Celluloid Speculation

Hollywood is no stranger to stories of Wall Street: from references to the Depression in the classic Gold Diggers, to botched commodities trading in 1983’s Trading Places, to Oliver Stone’s Wall Street 2, due out later this year. Now it seems investors are returning the favor, looking to Hollywood for a new kind of investment opportunity.

Today the Commodities Futures Trading Commission may approve the first exchange tied to the performance of films. Other Hollywood-based exchanges are lined up to follow. If approved, these exchanges would allow investors to speculate on box office returns. Essentially, a film would be issued as a commodity at a certain price, based on its expected financial performance. If investors think the movie will do better than that price, they can buy in. If they think the movie will flop, they can short sell, driving the price down.

Hollywood Stock Exchange – MovieStocks

The financial services firm Cantor Fitzgerald already offers an online game called the Hollywood Stock Exchange, in which players can wager fake money on Movie Funds, TV Stocks, and Starbonds (Mickey Rourke is currently trading at $54.08, William Shatner at $46.78).

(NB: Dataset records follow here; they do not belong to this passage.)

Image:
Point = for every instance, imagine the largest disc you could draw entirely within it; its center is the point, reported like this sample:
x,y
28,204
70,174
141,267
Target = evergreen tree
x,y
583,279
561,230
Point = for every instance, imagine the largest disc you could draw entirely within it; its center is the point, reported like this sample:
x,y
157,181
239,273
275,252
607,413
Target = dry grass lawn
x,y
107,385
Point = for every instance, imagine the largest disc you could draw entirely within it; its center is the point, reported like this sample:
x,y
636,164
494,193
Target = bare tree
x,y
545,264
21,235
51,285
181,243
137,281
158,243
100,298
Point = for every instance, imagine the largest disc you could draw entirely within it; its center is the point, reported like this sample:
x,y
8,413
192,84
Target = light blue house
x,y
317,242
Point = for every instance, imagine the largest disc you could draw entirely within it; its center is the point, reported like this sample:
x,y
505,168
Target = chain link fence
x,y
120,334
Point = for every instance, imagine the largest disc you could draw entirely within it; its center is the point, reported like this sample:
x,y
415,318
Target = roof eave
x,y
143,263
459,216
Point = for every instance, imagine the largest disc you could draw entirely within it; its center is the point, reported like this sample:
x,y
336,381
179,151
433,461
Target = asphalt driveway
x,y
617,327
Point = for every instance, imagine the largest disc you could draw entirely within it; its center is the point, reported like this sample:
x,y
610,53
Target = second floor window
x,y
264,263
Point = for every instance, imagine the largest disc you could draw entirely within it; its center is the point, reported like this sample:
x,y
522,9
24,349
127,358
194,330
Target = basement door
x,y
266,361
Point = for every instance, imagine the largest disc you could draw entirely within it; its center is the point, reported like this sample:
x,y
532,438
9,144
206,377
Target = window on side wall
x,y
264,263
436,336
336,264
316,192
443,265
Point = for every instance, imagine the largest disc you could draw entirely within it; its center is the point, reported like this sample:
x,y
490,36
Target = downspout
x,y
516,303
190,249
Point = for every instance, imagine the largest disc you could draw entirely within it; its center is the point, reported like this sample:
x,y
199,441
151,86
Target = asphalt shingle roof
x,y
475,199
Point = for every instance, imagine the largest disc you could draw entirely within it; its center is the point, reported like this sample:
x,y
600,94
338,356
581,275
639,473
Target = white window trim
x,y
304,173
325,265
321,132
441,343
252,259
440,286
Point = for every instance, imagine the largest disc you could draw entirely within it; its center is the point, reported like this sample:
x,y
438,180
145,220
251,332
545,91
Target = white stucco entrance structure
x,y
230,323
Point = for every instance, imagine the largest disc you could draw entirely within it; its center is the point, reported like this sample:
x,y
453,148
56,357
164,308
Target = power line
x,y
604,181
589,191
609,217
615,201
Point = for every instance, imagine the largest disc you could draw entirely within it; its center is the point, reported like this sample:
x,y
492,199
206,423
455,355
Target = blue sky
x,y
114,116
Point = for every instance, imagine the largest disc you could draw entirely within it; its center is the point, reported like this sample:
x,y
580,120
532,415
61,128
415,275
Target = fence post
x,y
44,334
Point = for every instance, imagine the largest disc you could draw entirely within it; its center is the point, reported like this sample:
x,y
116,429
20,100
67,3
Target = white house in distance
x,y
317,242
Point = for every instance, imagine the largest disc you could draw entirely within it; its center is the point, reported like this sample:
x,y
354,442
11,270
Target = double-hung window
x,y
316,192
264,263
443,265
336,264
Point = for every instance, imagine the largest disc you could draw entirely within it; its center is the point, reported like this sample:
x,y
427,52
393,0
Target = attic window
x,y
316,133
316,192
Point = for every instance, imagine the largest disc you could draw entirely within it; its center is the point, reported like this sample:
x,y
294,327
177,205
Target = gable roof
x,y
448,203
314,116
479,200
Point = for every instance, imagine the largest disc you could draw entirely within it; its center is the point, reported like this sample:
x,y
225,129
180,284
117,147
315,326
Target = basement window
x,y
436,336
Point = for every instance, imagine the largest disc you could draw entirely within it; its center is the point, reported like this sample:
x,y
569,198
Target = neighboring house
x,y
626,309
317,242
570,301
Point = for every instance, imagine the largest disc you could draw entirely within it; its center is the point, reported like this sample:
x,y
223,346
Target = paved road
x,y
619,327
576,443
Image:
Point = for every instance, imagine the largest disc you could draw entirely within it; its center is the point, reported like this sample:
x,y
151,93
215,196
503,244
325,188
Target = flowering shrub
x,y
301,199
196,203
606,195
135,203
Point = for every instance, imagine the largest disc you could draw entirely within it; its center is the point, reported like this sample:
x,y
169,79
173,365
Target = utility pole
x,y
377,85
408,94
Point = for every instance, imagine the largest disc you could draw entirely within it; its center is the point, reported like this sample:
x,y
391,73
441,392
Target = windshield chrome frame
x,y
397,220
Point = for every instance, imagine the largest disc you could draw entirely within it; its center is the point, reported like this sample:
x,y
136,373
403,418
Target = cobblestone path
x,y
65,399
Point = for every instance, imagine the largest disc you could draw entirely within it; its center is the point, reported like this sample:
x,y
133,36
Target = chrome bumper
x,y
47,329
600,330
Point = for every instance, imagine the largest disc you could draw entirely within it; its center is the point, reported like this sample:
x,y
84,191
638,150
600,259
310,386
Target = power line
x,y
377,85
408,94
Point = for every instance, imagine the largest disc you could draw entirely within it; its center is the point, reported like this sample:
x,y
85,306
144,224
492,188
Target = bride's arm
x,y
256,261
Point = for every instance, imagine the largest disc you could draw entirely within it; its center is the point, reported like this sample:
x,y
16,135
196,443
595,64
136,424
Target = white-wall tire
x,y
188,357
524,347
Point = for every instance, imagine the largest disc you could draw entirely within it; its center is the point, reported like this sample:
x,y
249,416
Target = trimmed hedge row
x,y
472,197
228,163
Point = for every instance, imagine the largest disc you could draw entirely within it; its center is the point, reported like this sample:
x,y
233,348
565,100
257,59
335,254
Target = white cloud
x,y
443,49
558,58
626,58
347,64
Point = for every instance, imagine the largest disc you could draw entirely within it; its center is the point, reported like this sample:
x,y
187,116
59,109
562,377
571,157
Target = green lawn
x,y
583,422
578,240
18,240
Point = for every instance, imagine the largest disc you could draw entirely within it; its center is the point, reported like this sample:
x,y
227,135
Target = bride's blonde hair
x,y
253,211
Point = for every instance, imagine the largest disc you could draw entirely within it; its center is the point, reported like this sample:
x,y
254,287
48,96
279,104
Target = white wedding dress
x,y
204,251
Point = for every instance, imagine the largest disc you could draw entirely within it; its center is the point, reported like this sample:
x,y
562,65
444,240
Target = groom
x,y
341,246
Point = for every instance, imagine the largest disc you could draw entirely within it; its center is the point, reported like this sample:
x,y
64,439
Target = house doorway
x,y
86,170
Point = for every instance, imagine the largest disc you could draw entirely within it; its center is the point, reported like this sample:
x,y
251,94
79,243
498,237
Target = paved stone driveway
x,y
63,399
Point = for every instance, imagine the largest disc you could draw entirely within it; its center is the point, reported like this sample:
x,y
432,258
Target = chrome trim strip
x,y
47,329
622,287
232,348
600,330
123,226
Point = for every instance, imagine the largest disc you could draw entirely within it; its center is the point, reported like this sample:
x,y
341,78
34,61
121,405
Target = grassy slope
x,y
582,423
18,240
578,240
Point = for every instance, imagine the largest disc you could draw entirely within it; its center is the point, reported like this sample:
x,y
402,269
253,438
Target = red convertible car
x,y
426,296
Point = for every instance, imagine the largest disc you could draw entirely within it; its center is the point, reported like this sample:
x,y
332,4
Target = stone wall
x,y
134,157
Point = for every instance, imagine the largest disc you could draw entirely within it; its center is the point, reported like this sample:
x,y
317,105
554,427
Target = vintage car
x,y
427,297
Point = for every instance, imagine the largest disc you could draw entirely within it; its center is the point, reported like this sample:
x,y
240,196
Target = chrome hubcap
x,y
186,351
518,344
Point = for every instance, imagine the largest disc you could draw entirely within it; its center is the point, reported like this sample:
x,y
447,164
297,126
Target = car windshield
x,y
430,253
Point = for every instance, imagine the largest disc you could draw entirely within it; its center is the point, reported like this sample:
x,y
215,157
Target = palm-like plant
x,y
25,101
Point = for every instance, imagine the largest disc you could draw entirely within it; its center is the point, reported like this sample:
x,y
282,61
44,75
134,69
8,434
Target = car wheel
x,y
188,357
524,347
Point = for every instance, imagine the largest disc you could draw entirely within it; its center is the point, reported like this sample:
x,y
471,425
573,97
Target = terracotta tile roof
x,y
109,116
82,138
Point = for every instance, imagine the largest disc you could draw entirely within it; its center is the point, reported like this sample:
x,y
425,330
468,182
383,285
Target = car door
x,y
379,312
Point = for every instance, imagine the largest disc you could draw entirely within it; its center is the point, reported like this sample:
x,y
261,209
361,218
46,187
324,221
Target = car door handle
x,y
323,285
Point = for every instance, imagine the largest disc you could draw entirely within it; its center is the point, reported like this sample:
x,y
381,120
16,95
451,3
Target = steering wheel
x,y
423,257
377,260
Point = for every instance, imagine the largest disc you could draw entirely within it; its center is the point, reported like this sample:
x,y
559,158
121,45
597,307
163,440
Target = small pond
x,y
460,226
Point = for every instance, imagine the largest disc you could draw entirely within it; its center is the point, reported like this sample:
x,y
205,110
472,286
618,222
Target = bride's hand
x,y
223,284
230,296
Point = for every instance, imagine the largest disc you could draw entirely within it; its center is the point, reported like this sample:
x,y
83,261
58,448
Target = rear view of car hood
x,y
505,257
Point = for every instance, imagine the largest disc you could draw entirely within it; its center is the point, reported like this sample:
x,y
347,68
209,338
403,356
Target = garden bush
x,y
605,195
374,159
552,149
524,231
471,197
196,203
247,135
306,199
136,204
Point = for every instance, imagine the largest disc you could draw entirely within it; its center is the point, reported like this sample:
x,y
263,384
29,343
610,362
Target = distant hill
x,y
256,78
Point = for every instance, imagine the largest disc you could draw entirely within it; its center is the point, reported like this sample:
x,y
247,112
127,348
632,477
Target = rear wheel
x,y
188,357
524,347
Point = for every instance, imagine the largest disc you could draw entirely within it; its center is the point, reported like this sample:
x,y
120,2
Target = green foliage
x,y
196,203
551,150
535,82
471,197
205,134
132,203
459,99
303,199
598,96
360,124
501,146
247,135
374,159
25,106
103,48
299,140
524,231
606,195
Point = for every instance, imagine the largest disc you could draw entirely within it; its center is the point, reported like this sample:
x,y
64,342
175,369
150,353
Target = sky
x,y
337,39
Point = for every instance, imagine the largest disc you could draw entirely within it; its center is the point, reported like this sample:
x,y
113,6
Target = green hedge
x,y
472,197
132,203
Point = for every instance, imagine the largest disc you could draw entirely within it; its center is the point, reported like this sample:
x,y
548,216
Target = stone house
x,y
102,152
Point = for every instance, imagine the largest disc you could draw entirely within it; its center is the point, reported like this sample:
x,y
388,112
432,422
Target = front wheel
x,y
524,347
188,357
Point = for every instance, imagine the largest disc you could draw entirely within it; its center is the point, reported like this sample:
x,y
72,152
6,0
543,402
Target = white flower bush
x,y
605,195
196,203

Cantor’s real Hollywood exchange is set to launch later this month. But not everyone is pleased. Film studios are lobbying Congress to stop the exchanges. And business columnist Steven Pearlstein fears that the exchange would be ‘an obvious invitation to trading with insider information, allowing those who are actually producing a movie to bet on its outcome against outsiders who have never read the script, reviewed the dailies or seen the marketing budget.’ Even a well-made, profitable movie could become a financial liability if it’s not quite profitable enough to meet investors’ expectations. And those same expectations could go a long way in determining the types of movies that are produced, and how they are distributed.

We’ve already seen what speculation and ‘inventive’ financial practices can do to the economy. If they spread to movies, the result might not be so entertaining.